Dufresne brings his own style to the book, and it reads like a friend sitting down in a coffee shop, who is willing to lead you through the confusing maze of writing your first novel. His introduction is one of the best pep talks for writers I've ever heard--and I've sat through quite a few wonderful keynote speakers at the conferences I've attended.
One point I appreciate is Dufresne's advice to "cherish" the uncertainty writers feel at the beginning of the writing process. His encouragement goes a long way to endow writers with the confidence to tackle the job of writing a novel.
Dufresne shares how the writing process works "by fits and starts, with equal parts elation and frustration". He tells why it's a good thing to lose your way in the course of writing a novel. And he admits that "everything in your life is incompatible with writing and always will be". How's that for a dose of reality?

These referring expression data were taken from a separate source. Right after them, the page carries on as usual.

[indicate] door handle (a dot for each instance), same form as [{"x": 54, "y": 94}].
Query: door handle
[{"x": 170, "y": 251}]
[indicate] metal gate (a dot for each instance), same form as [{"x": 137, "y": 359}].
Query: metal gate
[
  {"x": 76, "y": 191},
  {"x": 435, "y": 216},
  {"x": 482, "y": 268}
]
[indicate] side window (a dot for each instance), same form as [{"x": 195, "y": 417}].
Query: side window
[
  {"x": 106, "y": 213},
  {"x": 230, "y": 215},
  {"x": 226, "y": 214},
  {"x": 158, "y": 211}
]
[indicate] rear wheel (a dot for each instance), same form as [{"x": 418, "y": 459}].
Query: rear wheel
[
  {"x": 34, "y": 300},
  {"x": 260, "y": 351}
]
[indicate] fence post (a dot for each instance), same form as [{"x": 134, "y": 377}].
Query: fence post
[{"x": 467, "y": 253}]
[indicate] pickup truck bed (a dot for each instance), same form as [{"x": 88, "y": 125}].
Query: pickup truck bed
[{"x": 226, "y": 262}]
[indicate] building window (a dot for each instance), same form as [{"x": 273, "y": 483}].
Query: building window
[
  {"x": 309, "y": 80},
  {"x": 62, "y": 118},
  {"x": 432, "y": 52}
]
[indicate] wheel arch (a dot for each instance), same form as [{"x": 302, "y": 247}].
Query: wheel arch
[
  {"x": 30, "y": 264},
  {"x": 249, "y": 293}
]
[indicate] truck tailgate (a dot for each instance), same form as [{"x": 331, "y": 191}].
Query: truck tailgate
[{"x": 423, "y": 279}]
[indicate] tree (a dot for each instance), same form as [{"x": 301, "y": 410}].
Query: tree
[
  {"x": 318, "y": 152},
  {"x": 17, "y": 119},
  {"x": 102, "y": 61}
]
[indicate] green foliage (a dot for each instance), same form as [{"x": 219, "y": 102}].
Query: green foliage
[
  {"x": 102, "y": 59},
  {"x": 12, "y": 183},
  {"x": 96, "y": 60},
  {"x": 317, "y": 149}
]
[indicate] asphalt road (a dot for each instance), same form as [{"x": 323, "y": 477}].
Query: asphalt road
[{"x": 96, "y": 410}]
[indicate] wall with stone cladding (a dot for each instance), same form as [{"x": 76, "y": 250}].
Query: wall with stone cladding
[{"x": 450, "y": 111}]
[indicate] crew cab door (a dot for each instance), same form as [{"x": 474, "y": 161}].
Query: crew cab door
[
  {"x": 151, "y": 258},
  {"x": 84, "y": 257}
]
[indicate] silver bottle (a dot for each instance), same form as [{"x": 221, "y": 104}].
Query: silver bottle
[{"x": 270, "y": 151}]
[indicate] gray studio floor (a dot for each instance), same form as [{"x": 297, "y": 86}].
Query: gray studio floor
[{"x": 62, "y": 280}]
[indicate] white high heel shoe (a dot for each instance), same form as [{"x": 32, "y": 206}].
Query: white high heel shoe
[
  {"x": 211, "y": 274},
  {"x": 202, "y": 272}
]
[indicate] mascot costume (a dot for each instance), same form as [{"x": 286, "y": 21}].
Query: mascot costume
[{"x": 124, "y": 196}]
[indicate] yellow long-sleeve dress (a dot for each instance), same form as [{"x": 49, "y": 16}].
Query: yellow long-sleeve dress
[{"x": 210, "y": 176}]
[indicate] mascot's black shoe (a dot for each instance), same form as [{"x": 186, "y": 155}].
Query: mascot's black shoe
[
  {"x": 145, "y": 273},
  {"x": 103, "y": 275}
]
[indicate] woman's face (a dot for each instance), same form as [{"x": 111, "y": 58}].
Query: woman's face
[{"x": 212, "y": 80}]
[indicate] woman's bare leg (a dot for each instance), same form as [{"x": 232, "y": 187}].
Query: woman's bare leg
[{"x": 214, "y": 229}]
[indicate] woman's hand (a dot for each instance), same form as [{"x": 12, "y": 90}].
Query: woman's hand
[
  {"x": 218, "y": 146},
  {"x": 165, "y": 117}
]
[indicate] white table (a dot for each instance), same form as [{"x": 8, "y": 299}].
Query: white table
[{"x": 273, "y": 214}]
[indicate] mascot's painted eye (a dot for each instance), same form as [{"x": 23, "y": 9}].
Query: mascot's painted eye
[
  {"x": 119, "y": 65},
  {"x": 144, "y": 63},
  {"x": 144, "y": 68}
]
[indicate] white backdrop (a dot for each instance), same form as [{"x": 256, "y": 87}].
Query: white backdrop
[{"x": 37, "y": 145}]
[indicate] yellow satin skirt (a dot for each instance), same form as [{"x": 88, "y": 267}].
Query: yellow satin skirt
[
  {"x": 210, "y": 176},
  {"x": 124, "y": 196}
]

Dufresne breaks down the novel-writing process into tasks and assignments for each week. He plans on having you spend three hours a day, for twenty-six weeks. Along the way, readers will learn all the basics they need on plotting, characterization, and dialogue, with wonderful quotes from writers interspersed with the chapters.
The author goes further, by giving details on keeping a writer's notebook and what to record in it. Many famous writers have kept such a notebook, and Dufresne quotes from some of them. He also shares how to analyze the novels you read and learn from them.
By the end of six months, you'll have a first draft, which then can be revised and polished. Realistically, within a year, dedicated writers can expect to have a manuscript ready for prime-time.
Perhaps a time frame will motivate you to finish your novel. What do you think?